Drummond went to Alpha Cottage School. Alpha Cottage School (often referred to as Alpha Boys School) is a school in Kingston, Jamaica, run by Roman Catholic nuns.
A “school for wayward boys,” one of the things it was renowned for was the outstanding musical tuition its students received.
According to Wikipedia, its “notable alumni, all musicians, include: the four founding members of the Skatalites (Tommy McCook, Johnny “Dizzy” Moore. Lester Sterling and Don Drummond), Dizzy Reece, Cedric Brooks, David Madden, Theophilus Beckford, Rico Rodriguez, Yellowman, Vin Gordon, Harold McNair, Joe Harriott, “Deadly” Headley Bennet, Leroy “Horsemouth” Wallace, the Israel Vibration vocal trio (Lascelle “Wiss” Bulgin, Albert “Apple Gabriel” Craig, and Cecil “Skeleton” Spence) and Leroy Smart.

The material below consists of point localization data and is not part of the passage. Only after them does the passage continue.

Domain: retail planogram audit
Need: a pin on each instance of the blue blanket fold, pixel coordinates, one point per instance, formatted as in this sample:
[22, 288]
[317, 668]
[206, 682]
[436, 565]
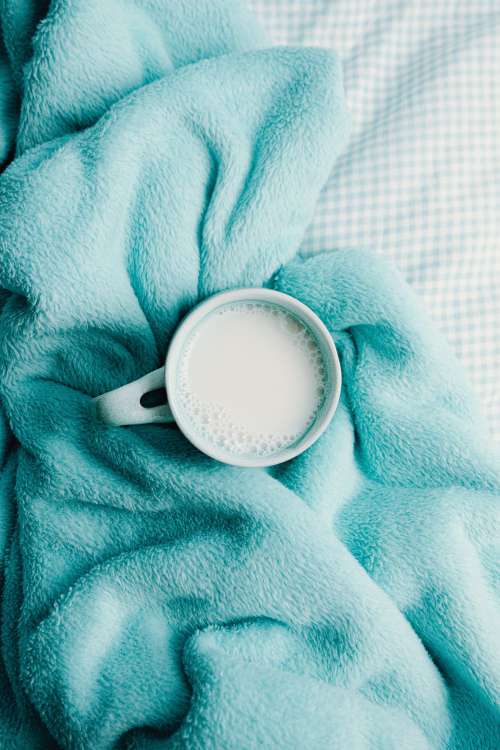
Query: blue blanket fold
[151, 597]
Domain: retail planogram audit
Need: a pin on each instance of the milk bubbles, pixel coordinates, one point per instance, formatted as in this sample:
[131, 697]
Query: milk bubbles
[251, 379]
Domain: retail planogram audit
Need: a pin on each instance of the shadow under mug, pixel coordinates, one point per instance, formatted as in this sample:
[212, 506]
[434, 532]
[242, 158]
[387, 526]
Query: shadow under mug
[122, 406]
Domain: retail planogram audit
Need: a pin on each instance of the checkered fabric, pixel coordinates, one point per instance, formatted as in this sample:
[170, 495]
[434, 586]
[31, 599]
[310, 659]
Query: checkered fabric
[420, 180]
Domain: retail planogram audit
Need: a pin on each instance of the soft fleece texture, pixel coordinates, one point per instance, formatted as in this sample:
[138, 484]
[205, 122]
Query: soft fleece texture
[151, 597]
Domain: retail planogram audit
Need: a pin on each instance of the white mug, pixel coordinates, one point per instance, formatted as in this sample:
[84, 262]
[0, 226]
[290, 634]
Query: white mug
[122, 406]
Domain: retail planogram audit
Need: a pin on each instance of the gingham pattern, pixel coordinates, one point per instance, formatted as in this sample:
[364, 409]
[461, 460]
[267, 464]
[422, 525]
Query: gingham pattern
[420, 180]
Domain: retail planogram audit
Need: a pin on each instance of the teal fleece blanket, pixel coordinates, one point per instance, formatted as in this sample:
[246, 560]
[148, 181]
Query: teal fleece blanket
[150, 596]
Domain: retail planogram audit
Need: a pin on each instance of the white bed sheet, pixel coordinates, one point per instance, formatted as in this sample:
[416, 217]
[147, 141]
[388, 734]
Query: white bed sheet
[420, 180]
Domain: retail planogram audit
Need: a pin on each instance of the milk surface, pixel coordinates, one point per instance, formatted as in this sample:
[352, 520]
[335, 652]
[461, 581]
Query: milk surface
[252, 378]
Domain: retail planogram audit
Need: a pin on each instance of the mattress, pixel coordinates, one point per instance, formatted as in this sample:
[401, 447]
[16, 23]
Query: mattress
[420, 180]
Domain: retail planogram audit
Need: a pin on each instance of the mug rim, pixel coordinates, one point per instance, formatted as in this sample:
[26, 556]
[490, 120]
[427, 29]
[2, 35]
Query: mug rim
[249, 294]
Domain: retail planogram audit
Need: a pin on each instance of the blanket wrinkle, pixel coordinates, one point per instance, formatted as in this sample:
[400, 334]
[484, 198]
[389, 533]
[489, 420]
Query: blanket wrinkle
[150, 596]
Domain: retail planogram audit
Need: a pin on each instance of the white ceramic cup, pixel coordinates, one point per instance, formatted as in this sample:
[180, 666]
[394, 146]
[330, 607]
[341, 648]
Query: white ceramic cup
[122, 406]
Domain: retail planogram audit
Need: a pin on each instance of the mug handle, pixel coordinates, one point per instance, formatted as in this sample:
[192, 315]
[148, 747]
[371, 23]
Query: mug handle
[123, 406]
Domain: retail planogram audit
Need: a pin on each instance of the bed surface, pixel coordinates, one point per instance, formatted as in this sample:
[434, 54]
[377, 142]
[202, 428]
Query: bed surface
[420, 180]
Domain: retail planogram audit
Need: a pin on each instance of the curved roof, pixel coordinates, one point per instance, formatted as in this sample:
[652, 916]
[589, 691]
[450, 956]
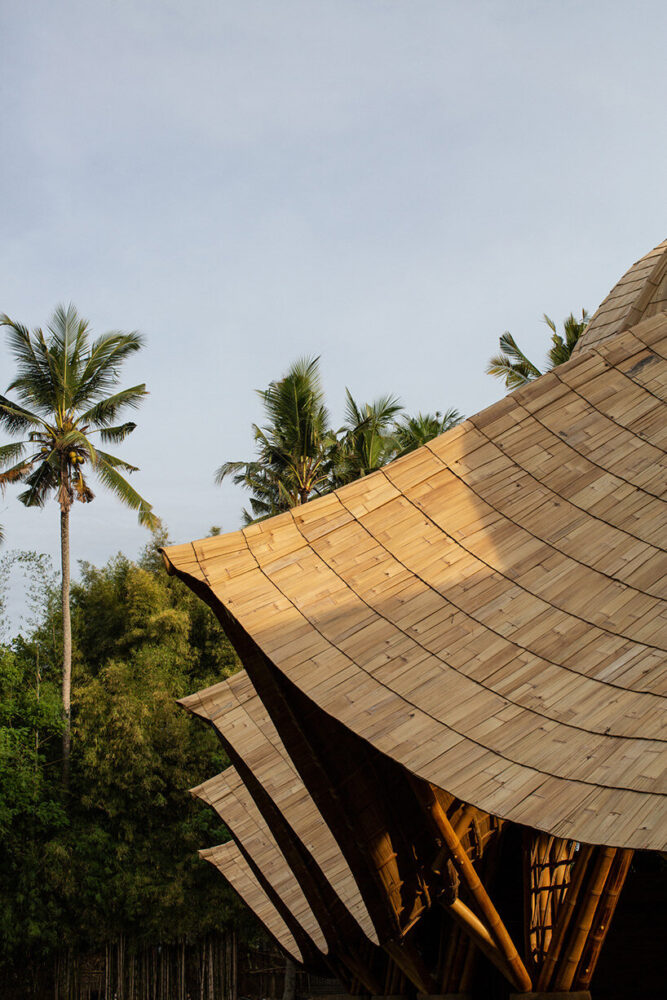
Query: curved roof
[489, 611]
[228, 859]
[230, 798]
[641, 292]
[235, 709]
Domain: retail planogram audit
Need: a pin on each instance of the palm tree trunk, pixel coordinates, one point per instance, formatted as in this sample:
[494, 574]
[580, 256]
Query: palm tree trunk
[67, 637]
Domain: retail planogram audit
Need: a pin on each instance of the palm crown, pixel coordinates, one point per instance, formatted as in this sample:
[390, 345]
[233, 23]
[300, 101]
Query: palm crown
[62, 399]
[512, 365]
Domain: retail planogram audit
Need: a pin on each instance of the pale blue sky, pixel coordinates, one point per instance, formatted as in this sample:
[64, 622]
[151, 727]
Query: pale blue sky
[389, 184]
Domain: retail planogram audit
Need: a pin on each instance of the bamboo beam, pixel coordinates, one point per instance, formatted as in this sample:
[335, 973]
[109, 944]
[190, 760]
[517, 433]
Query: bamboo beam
[564, 916]
[479, 933]
[411, 964]
[569, 964]
[603, 915]
[518, 975]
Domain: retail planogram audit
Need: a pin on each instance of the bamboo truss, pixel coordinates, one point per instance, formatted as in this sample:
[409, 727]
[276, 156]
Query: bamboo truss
[454, 674]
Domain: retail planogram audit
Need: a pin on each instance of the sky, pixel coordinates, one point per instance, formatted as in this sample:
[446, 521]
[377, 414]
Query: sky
[387, 184]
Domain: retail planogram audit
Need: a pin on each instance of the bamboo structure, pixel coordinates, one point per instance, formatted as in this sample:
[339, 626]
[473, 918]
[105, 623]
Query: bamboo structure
[454, 670]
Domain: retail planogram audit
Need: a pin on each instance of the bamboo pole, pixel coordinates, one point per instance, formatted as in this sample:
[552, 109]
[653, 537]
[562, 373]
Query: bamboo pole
[480, 934]
[519, 976]
[564, 916]
[569, 963]
[603, 916]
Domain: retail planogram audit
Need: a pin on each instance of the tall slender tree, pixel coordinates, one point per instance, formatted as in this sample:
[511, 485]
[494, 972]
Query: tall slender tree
[515, 369]
[63, 396]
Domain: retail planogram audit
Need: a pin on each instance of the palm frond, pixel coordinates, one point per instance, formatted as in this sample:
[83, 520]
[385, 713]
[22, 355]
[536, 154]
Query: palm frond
[102, 370]
[11, 452]
[17, 419]
[40, 482]
[115, 462]
[114, 435]
[104, 412]
[121, 489]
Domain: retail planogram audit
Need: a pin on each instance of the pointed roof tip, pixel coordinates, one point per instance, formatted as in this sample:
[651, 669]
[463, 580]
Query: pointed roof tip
[197, 791]
[189, 702]
[640, 293]
[166, 561]
[182, 559]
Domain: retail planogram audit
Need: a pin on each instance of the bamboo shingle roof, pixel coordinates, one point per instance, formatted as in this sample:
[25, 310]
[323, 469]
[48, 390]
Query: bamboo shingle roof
[229, 860]
[641, 292]
[230, 798]
[235, 709]
[489, 611]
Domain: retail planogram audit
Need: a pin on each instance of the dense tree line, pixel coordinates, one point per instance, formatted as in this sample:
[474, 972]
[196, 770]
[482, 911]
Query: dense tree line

It is interesting that Barry White, Little Willie John and Levi Stubbs of the Four Tops also went to “bad boy schools.” White went to Jacob Riis High School in Los Angeles.

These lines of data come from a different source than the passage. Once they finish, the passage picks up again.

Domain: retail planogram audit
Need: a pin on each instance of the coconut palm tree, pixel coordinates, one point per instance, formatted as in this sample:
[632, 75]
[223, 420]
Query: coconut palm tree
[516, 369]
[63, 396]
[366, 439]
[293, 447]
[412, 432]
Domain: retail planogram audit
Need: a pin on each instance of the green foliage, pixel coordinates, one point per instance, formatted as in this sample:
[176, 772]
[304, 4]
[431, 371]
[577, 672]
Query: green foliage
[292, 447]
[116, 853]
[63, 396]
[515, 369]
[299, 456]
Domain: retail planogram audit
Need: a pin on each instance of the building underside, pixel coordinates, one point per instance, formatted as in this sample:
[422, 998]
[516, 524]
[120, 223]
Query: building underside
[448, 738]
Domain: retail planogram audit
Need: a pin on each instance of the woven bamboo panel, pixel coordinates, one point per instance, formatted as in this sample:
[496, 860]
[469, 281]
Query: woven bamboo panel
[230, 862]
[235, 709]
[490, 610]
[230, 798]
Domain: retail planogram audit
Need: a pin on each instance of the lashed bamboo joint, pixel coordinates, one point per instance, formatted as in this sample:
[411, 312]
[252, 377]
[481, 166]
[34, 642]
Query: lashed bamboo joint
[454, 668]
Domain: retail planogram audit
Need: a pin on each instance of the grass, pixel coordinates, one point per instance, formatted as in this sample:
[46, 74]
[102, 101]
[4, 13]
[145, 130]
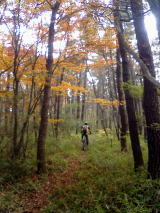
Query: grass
[103, 182]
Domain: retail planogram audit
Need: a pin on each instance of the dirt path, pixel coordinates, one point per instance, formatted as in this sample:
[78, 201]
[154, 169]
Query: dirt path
[33, 202]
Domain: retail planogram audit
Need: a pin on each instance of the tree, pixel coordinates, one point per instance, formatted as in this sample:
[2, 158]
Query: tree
[133, 128]
[41, 166]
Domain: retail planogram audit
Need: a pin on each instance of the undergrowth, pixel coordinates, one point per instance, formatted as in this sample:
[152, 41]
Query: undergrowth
[105, 181]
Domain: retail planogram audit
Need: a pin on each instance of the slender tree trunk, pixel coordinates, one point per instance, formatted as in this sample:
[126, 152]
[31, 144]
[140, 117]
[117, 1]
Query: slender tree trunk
[150, 101]
[84, 96]
[155, 7]
[41, 164]
[78, 104]
[132, 121]
[122, 109]
[58, 108]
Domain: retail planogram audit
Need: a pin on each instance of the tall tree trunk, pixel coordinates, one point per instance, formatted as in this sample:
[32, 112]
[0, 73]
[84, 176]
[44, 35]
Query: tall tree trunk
[150, 102]
[155, 7]
[78, 104]
[84, 95]
[58, 108]
[132, 121]
[122, 109]
[41, 164]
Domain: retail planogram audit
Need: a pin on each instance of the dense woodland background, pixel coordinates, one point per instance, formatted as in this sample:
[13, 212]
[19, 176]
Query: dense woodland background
[63, 63]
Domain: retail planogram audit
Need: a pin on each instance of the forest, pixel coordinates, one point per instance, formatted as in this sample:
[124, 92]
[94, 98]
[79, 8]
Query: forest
[66, 63]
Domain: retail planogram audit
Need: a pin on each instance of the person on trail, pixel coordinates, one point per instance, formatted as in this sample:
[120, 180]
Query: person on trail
[85, 129]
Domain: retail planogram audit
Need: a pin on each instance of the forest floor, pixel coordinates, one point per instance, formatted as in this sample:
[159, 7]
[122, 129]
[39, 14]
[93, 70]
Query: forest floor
[35, 201]
[98, 180]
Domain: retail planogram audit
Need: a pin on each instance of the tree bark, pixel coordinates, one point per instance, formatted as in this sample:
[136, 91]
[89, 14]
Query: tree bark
[132, 121]
[41, 164]
[150, 101]
[155, 7]
[122, 110]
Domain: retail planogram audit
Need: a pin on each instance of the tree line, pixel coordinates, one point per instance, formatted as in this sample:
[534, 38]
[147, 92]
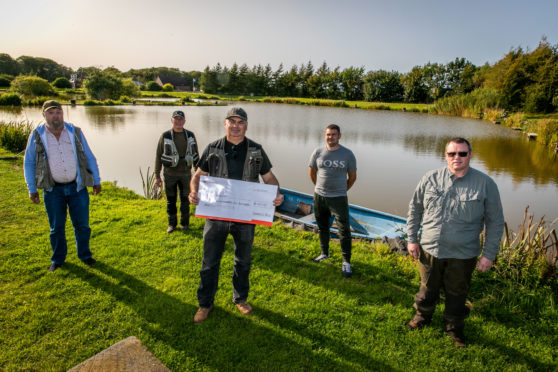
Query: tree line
[522, 80]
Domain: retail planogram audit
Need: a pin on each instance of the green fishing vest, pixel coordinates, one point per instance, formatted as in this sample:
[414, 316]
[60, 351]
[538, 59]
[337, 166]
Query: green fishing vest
[43, 177]
[217, 161]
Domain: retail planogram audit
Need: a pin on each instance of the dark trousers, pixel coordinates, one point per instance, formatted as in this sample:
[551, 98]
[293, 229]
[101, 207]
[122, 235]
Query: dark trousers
[214, 237]
[57, 203]
[323, 209]
[177, 185]
[451, 274]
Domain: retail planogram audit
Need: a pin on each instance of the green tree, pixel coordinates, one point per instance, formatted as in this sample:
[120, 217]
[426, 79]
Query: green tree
[8, 65]
[42, 67]
[103, 86]
[62, 83]
[352, 83]
[153, 86]
[416, 88]
[129, 88]
[32, 86]
[383, 86]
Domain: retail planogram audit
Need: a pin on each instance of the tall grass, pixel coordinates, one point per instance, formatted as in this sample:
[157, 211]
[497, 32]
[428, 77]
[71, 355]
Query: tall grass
[14, 135]
[149, 185]
[529, 256]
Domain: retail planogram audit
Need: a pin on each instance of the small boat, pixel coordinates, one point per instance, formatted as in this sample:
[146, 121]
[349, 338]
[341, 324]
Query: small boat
[365, 223]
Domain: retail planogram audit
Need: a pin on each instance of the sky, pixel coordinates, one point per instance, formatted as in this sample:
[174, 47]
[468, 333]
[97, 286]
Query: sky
[190, 35]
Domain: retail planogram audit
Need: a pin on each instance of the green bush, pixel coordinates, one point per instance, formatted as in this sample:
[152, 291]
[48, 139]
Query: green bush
[4, 83]
[13, 135]
[62, 83]
[32, 86]
[152, 86]
[10, 99]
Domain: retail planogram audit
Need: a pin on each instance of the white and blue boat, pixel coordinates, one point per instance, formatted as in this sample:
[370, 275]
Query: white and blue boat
[365, 223]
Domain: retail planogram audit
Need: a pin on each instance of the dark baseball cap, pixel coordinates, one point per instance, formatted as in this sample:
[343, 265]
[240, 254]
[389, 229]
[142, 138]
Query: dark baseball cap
[178, 113]
[237, 111]
[51, 104]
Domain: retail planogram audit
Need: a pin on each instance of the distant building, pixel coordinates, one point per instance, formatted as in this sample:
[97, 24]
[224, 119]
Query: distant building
[178, 83]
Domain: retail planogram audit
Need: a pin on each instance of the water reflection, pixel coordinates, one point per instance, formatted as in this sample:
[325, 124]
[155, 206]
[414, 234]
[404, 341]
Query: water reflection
[393, 149]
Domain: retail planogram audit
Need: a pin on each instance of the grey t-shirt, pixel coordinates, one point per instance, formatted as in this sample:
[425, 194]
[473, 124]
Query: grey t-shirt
[332, 169]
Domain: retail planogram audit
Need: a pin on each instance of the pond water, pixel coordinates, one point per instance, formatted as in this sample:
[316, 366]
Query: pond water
[393, 149]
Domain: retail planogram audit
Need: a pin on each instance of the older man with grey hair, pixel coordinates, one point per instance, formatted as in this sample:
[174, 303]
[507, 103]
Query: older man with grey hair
[454, 205]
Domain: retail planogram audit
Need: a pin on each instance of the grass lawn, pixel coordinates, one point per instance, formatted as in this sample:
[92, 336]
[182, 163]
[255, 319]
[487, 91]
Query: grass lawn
[306, 315]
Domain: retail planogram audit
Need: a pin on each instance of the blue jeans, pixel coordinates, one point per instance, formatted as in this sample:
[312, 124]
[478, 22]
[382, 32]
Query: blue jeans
[57, 202]
[182, 183]
[214, 237]
[324, 208]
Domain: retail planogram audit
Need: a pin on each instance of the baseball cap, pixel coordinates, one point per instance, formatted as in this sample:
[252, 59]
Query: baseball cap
[51, 104]
[237, 111]
[178, 113]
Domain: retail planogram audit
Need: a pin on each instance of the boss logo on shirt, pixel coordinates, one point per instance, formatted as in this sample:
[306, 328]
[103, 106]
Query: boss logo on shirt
[331, 163]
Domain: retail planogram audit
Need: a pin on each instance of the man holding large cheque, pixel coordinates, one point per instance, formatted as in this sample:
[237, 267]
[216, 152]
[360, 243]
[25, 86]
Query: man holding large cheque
[234, 157]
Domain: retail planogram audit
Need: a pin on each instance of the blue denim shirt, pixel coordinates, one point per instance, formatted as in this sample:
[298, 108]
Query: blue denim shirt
[453, 212]
[30, 154]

According to the book “Fever: Little Willie John A Fast Life, Mysterious Death and the Birth of Soul,” both Willie John and Levi Stubbs went to Moore School for a brief time.
“Don Drummond : The Genius and Tragedy of the World’s Greatest Trombonist” was published by McFarland Press, and Defeayo Marsalis, trombonist and brother of Wynton Marsalis, wrote the forward.
Remembering Jayne Cortez
The Spring 2013 issue of The Black Scholar is “In Memoriam: Jayne Cortez, 1934-2012.” Cortez was an African poet, activist, small press publisher and spoken-word performance artist whose voice is celebrated for her resistance to imperialism and standing up for women. Her writing is part of the canon of the Black Arts Movement. My essay “Jayne Cortez Forced Her Way Into History” is included in this issue.

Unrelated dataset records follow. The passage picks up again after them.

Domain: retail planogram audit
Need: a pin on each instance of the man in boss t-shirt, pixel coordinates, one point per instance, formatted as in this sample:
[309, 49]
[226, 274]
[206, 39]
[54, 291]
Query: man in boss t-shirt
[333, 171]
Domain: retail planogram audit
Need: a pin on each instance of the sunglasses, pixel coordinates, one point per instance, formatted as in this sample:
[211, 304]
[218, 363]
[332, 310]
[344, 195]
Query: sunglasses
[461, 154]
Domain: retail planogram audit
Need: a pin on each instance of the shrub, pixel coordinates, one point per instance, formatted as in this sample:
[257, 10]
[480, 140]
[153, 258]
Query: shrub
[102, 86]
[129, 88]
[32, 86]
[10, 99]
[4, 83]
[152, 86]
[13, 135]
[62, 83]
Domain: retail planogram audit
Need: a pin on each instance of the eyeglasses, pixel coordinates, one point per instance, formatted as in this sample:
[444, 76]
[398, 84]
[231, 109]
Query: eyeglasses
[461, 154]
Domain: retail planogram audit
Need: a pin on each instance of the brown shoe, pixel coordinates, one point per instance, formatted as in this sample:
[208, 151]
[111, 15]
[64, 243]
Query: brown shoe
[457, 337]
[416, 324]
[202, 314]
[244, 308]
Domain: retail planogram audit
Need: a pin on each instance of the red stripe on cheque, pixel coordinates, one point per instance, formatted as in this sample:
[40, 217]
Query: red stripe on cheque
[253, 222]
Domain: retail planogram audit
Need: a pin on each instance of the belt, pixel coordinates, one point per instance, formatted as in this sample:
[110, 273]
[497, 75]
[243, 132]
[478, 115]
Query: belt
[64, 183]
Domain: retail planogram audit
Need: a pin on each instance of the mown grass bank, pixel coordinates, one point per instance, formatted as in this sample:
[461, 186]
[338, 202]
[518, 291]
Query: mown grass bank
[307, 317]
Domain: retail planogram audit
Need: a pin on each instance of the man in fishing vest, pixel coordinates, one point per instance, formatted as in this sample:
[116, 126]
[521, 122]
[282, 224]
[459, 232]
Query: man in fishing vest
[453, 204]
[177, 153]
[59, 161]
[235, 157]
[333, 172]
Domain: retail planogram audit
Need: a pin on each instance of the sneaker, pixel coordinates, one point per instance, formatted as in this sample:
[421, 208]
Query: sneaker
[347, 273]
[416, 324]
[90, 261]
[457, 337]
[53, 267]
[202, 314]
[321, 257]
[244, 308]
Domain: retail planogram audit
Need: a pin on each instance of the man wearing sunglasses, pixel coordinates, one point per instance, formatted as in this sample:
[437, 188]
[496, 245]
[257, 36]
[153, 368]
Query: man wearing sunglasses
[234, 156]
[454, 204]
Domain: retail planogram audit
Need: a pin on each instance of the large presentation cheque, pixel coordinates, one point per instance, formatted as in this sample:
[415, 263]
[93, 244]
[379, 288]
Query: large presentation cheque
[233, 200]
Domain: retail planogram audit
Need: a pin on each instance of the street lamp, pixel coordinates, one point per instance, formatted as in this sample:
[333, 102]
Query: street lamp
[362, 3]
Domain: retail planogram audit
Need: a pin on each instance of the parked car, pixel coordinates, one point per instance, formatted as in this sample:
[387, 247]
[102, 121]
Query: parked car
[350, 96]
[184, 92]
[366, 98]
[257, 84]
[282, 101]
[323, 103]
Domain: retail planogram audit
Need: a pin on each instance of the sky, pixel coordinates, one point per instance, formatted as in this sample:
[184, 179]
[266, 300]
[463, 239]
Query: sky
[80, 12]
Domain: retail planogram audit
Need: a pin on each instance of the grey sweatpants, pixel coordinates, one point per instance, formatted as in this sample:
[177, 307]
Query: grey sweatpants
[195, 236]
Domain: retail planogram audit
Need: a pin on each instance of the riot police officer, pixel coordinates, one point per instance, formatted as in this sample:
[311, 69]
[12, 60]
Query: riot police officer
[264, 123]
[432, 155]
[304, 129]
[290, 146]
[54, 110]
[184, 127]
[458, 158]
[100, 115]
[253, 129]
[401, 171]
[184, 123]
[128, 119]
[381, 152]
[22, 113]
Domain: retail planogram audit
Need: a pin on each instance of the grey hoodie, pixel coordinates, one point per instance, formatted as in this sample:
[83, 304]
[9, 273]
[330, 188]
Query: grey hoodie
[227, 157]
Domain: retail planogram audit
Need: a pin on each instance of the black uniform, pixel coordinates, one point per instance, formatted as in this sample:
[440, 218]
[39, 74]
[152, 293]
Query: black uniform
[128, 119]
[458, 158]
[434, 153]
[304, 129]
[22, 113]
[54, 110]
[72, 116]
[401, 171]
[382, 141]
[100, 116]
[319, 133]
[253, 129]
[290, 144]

Cortez was once married to jazz icon Ornette Coleman and their son Denardo Coleman played drums in his mother’s band, The Fire Spitters, as well as Ornette Coleman’s band.
She attended John C. Fremont High School in South Central Los Angeles.
Fremont also produced Alprentice “Bunchy” Carter, deputy minister of defense of the Southern California Chapter of the Black Panther Party.
In 1975, she married sculptor Melvin Edwards.
She was a pathfinder. She lived in Dakar, Senegal and in New York City where she died.
Good books to check out
Mark Miller has produced a thought-provoking book “Way Down That Lonesome Road: Lonnie Johnson in Toronto 1965-1970.” In 160 pages, Miller captures Johnson’s five year stay in Toronto, Canada.
The African blues and jazz singer, guitarist, violinist and songwriter was born Alonzo” Lonnie” Johnson in New Orleans on February 8, 1899. He died on June 16, 1970.
Johnson recorded with both Louis Armstrong and Duke Ellington.
I ran across The Musical and Social Journey of Horace Tappscott: Songs of the Unsung in the Toronto Public Library system. Tappscott was born in Houston, Texas in 1934 and joined the ancestors in Los Angeles in 1999. Tappscott arranged former Black Panther Elaine Brown’s Motown album, and John Huggins once sang in his choir.
A nice package
I just recieved a nice package from the Memphis, Tennessee based Ecko Records. Ms. Jody’s “Still Strokin,” Donnie Ray’s “Drowning in My Own Tears,” Jaye Hammer’s “ I Can Lay The Hammer Down” and O.B. Buchana’s “Starting All Over” came across my desk.
Sir Charles Jones makes a special appearance on Bunchana’s CD, and they sing a duet, “Can’t Get You Off Of My Mind”.